In no event shall either party be liable to the other for indirect or consequential loss or damage.
Neither party excludes or limits liability for death or personal injury resulting from their negligence.
Subject to the above clause, the liability of either party in contract, tort (including negligence or breach of statutory duty) or otherwise arising by reason of or in connection with this Agreement shall be limited to £1,000,000 in respect of any one incident or series of related incidents in any period of twelve months.
Warranty and Indemnification
Praxis42 Ltd warrants that any Services shall be provided with reasonable skill and care. Praxis42 Ltd’s liability under this warranty shall be limited to making available free of charge the labour and materials required to make good any failure to perform the Services with reasonable skill or care. Praxis42 Ltd’s liability is also conditional upon written notice of the defect being given to Praxis42 Ltd within 14 days after discovery of the same and in any event within 3 months after the date of performance of completion of the Services. This warranty is given in lieu of and shall be deemed to exclude all other warranties and conditions whether express or implied whether arising by common law, statute or otherwise other than that relating to title to goods supplied. The Services are supplied on the basis that the Client is neither a consumer nor deals as a consumer.
No failure or delay by either party in exercising any of its rights under the contact shall be deemed to be a waiver of that right and no waiver by either party of any breach of the contact by the other shall be considered as a waiver and any subsequent breach of the same or any other provision.
These terms and conditions constitute the entire agreement between the parties, supersede any previous agreement or understanding and may not be varied except in writing between the parties. All other terms, expressed or implied by statute or otherwise are excluded to the fullest extent permitted by law.
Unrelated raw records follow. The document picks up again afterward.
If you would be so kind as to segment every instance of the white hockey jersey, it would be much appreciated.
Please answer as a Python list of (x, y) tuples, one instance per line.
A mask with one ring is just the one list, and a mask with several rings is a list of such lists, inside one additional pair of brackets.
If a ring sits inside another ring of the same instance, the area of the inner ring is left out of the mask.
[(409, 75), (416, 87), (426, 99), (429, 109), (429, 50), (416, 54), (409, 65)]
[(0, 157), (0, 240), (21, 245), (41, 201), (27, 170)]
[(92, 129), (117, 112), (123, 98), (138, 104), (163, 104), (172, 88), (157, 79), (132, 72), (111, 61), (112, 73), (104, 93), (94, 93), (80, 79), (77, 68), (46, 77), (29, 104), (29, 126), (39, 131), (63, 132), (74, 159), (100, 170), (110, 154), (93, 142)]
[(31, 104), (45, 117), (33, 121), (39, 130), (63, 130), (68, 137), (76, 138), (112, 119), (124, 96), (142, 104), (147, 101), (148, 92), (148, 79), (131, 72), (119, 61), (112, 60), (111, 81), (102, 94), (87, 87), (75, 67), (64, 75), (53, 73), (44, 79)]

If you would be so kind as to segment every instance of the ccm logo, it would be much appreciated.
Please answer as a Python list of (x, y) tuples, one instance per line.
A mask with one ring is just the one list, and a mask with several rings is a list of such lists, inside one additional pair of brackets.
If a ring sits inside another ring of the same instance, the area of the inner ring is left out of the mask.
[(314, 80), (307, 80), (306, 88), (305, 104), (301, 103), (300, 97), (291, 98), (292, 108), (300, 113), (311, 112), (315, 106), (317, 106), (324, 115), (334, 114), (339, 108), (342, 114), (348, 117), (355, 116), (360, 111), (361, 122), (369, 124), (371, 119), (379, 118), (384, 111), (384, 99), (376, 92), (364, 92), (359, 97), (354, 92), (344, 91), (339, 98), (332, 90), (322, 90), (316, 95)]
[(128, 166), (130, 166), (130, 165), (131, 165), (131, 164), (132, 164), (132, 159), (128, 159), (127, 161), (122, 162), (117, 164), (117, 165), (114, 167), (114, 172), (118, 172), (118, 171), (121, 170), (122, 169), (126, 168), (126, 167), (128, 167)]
A notice required or permitted to be given by either party to the other under these terms shall be in writing addressed to the other party at its registered office or principal place of business or such other address as may at the relevant time have been notified pursuant to this provision to the party giving the notice.
Any dispute arising under or in connection with these terms or the provision of the specified service shall be referred to arbitration by a single arbitrator appointed by agreement, or (in default) nominated on the application of either party by the President for the time being of the Suffolk and North Essex Law Society.
English Law shall apply to the contract and these parties agree to submit to the non-exclusive jurisdiction of the English court.
Both Praxis42 Ltd and the Client agree not to recruit from each other or interfere in the relationships of either party with its own staff during the life of this contract and for a period of 12 months after its termination however caused (limited to staff directly involved with the Services and excluding staff paid under £25,000 per annum).
During the life of this contract and for a period of 12 months after its termination however caused the client agrees not to approach, employ, use the services of, or interfere with the relationship of Praxis42 Ltd with, independent consultants used by Praxis42 Ltd who are directly involved with the provision of the Services.